Se si usa un traduttore automatico qualsiasi, inserendo la parola “Further” viene tradotto con “‘Ulteriore’.
Forse l’idea originale del duo techno di Manchester era di dare un titolo che indicasse una sorta di prosecuzione di un cammino già intrapreso e non semplicemente di un altro disco.
Ho ascoltato le tracce del disco con attenzione e senza alcuna influenza esterna tipo altre recensioni o commenti di amici. Volevo dare un giudizio quasi distaccato dell’album di uno dei miei autori preferiti.
L’intro (“Snow”) è quasi da disco che non va, con un noise iniziale che ti fa guardare se hai collegato bene le casse dell’impianto. Poi parte “Escape Velocity” che sembra destinato ad essere un classico dance senza dimensione temporale.
Poi “Another World” con quelle voci femminili (Stephanie Dosen) che sembrano lamenti di sirene incagliate nel mare e che ci riporta indietro fino agli esordi del duo, quel devastante “Exit Planet Dust” di quindici anni fa, con “Song To The Sirens”.
Quindi l’album ha un’ascesa di personalità con la deframmentata “Dissolve” che nasce da un intro tipo “Where The Streets Have No Name” e si trasforma in un classico ritmo scomposto a-la Chemical Beats intriso di Kraftwerk.
“Horse Power” è una sorta di autocitazione di “Music: Response”, da “Surrender” del 1998: un riff di tastiere rende in nuovo brano una trasposizione temporale della traccia originaria.
La citazione più emozionante la troviamo nel singolo “Swoon” che impazza in tutte le radio con la sua leggerezza e facilità di memorizzazione del motivetto, disteso su una bella scomposizione ritmica, tipica di Ed e Tom.
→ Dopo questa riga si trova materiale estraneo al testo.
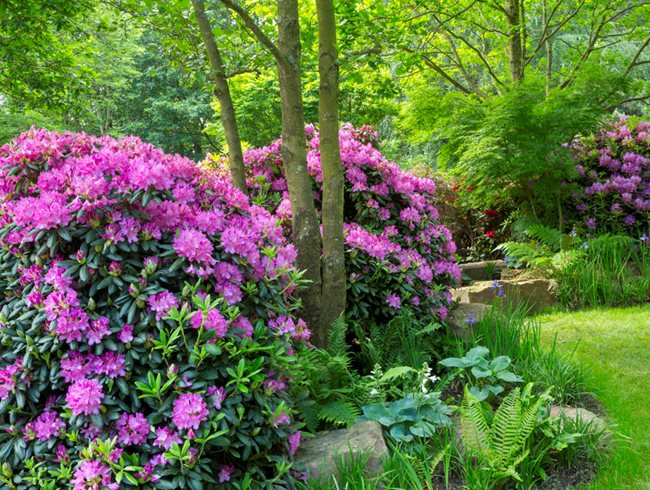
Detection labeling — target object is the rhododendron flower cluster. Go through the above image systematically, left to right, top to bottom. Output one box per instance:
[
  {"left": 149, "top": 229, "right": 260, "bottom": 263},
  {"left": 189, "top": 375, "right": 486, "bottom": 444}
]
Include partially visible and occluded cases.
[
  {"left": 570, "top": 117, "right": 650, "bottom": 235},
  {"left": 238, "top": 124, "right": 459, "bottom": 323},
  {"left": 0, "top": 129, "right": 305, "bottom": 488}
]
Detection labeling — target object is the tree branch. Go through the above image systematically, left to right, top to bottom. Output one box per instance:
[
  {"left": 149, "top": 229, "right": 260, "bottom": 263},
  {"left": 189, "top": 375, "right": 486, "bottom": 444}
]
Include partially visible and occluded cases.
[
  {"left": 218, "top": 0, "right": 281, "bottom": 62},
  {"left": 624, "top": 33, "right": 650, "bottom": 77}
]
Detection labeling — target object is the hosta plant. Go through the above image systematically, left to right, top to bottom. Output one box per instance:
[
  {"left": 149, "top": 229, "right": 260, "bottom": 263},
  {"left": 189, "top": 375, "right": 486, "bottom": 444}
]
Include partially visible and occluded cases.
[
  {"left": 0, "top": 129, "right": 308, "bottom": 489},
  {"left": 440, "top": 346, "right": 523, "bottom": 402}
]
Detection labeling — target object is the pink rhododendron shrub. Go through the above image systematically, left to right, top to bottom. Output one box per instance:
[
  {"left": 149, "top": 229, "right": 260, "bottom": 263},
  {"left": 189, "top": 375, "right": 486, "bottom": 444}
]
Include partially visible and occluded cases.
[
  {"left": 570, "top": 117, "right": 650, "bottom": 236},
  {"left": 241, "top": 124, "right": 460, "bottom": 324},
  {"left": 0, "top": 129, "right": 307, "bottom": 489}
]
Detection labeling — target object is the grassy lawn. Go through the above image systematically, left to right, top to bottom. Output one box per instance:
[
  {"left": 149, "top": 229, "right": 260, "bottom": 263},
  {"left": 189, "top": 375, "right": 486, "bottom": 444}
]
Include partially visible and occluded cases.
[{"left": 538, "top": 305, "right": 650, "bottom": 490}]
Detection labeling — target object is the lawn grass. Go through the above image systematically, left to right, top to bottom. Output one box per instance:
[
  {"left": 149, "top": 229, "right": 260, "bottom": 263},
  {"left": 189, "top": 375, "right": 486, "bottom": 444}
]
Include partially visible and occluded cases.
[{"left": 538, "top": 305, "right": 650, "bottom": 490}]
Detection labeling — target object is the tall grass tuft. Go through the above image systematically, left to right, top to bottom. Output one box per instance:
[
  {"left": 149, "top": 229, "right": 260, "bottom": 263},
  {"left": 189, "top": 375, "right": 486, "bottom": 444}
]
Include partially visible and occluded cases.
[
  {"left": 556, "top": 235, "right": 650, "bottom": 308},
  {"left": 456, "top": 300, "right": 589, "bottom": 405}
]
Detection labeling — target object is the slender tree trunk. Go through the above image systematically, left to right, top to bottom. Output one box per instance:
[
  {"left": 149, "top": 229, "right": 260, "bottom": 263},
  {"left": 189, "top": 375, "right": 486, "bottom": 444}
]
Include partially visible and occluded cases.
[
  {"left": 191, "top": 0, "right": 247, "bottom": 193},
  {"left": 277, "top": 0, "right": 324, "bottom": 339},
  {"left": 316, "top": 0, "right": 345, "bottom": 345},
  {"left": 505, "top": 0, "right": 524, "bottom": 82},
  {"left": 543, "top": 0, "right": 553, "bottom": 97}
]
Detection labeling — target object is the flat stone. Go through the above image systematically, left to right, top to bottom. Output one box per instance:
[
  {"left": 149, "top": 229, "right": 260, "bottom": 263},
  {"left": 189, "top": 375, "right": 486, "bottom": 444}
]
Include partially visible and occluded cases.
[
  {"left": 459, "top": 260, "right": 507, "bottom": 282},
  {"left": 450, "top": 278, "right": 557, "bottom": 311},
  {"left": 447, "top": 303, "right": 493, "bottom": 337},
  {"left": 549, "top": 405, "right": 607, "bottom": 433},
  {"left": 295, "top": 421, "right": 387, "bottom": 482}
]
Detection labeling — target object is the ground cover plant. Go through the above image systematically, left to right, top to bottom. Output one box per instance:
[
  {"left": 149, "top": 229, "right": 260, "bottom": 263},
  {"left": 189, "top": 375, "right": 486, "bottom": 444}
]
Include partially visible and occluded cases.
[{"left": 0, "top": 129, "right": 309, "bottom": 489}]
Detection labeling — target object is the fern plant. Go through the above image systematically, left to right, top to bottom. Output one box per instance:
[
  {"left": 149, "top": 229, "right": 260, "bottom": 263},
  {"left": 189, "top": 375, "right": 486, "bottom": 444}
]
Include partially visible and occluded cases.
[{"left": 461, "top": 383, "right": 551, "bottom": 484}]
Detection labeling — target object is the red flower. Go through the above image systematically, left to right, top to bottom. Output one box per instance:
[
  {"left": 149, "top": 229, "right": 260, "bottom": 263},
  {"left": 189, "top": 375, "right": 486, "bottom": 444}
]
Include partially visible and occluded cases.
[
  {"left": 466, "top": 186, "right": 474, "bottom": 192},
  {"left": 483, "top": 209, "right": 498, "bottom": 218},
  {"left": 485, "top": 230, "right": 496, "bottom": 239}
]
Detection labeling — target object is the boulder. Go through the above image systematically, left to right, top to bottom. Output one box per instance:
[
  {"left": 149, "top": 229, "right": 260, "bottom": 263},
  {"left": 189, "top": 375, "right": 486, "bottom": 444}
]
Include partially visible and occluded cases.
[
  {"left": 459, "top": 260, "right": 507, "bottom": 282},
  {"left": 450, "top": 278, "right": 557, "bottom": 311},
  {"left": 447, "top": 303, "right": 493, "bottom": 337},
  {"left": 549, "top": 405, "right": 607, "bottom": 433},
  {"left": 295, "top": 421, "right": 388, "bottom": 482}
]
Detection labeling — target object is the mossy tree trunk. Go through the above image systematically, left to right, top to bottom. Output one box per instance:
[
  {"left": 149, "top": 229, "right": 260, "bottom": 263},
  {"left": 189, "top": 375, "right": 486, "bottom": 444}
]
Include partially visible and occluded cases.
[
  {"left": 191, "top": 0, "right": 247, "bottom": 193},
  {"left": 316, "top": 0, "right": 345, "bottom": 344}
]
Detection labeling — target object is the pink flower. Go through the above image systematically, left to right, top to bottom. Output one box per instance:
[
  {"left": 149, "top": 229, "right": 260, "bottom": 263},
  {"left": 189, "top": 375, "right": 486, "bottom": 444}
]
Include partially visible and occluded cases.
[
  {"left": 173, "top": 228, "right": 215, "bottom": 265},
  {"left": 86, "top": 316, "right": 110, "bottom": 345},
  {"left": 66, "top": 378, "right": 104, "bottom": 416},
  {"left": 172, "top": 394, "right": 208, "bottom": 430},
  {"left": 23, "top": 411, "right": 66, "bottom": 441},
  {"left": 116, "top": 412, "right": 150, "bottom": 446},
  {"left": 71, "top": 460, "right": 117, "bottom": 490}
]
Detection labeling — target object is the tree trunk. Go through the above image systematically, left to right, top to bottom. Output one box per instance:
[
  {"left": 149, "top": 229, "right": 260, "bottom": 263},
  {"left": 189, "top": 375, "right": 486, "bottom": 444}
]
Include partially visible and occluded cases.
[
  {"left": 191, "top": 0, "right": 247, "bottom": 193},
  {"left": 277, "top": 0, "right": 324, "bottom": 340},
  {"left": 316, "top": 0, "right": 345, "bottom": 345},
  {"left": 505, "top": 0, "right": 524, "bottom": 82},
  {"left": 542, "top": 0, "right": 553, "bottom": 97}
]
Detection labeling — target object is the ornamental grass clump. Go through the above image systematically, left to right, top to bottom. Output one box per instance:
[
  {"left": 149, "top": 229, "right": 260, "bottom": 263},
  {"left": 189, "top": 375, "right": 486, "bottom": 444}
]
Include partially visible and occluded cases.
[
  {"left": 570, "top": 117, "right": 650, "bottom": 236},
  {"left": 239, "top": 124, "right": 460, "bottom": 325},
  {"left": 0, "top": 129, "right": 308, "bottom": 489}
]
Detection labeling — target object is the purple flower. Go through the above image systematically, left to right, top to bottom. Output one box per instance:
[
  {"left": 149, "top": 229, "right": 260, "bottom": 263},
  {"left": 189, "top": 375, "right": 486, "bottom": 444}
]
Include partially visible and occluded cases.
[
  {"left": 585, "top": 217, "right": 597, "bottom": 230},
  {"left": 148, "top": 290, "right": 179, "bottom": 321},
  {"left": 386, "top": 293, "right": 401, "bottom": 309},
  {"left": 117, "top": 323, "right": 134, "bottom": 343},
  {"left": 66, "top": 378, "right": 104, "bottom": 416},
  {"left": 207, "top": 386, "right": 227, "bottom": 409},
  {"left": 172, "top": 394, "right": 208, "bottom": 430},
  {"left": 153, "top": 427, "right": 182, "bottom": 450},
  {"left": 288, "top": 431, "right": 301, "bottom": 456},
  {"left": 218, "top": 464, "right": 235, "bottom": 483}
]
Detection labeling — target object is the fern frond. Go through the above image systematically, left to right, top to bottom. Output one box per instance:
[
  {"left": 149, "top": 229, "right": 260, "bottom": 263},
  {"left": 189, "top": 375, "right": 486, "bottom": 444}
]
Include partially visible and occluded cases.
[
  {"left": 524, "top": 224, "right": 563, "bottom": 251},
  {"left": 327, "top": 316, "right": 349, "bottom": 357},
  {"left": 461, "top": 386, "right": 490, "bottom": 456},
  {"left": 490, "top": 387, "right": 522, "bottom": 466},
  {"left": 317, "top": 400, "right": 361, "bottom": 427}
]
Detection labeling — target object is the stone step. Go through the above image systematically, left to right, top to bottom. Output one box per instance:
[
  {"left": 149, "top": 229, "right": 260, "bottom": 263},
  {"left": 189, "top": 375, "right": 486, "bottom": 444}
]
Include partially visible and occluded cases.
[
  {"left": 459, "top": 260, "right": 507, "bottom": 282},
  {"left": 450, "top": 278, "right": 557, "bottom": 312},
  {"left": 447, "top": 303, "right": 493, "bottom": 337}
]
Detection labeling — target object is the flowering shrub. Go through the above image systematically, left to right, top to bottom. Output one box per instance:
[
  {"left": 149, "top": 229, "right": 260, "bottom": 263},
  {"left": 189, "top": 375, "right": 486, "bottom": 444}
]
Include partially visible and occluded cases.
[
  {"left": 570, "top": 117, "right": 650, "bottom": 236},
  {"left": 239, "top": 124, "right": 460, "bottom": 324},
  {"left": 0, "top": 129, "right": 308, "bottom": 489},
  {"left": 409, "top": 167, "right": 513, "bottom": 262}
]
Le radici del brano sono ben più profonde, risalgono agli Orbital dell’epoca “Brown Album” (1993) che con “Lush 3-1” e “Lush 3-2” svecchiarono Jean Michel Jarre di 20 anni. I due brani, se mixati insieme, sembrano gemelli eterozigoti.
Poi il disco si chiude con la ballabilissima “K+D+B” ben intessuta di voci femminili e la conclusiva “Wonders Of The Deep” che sembra un remix di qualcosa degli Editors, interpretato dai Kraftwerk.
Non si butta nemmeno la bonus track di iTunes, “Don’t Think”.
Posando la lente di ingrandimento si scopre di aver ascoltato un’opera che segna la fine di un’epoca per poter, forse, guardare al futuro dal prossimo disco. Una sorta di “The Best Of” reinventando i brani, cosa che mi sembra molto più nobile come intento. Senza guest stars cui pagare tributo, Tom Rowlands ed Ed Simons reinterpretano la loro carriera e la musica cui si ispirano in un album senza scopo di lucro, come testimonia il minutaggio poco radiofonico dei brani.
Non sarà il disco dell’anno ma, ragazzi, CHAPEAU!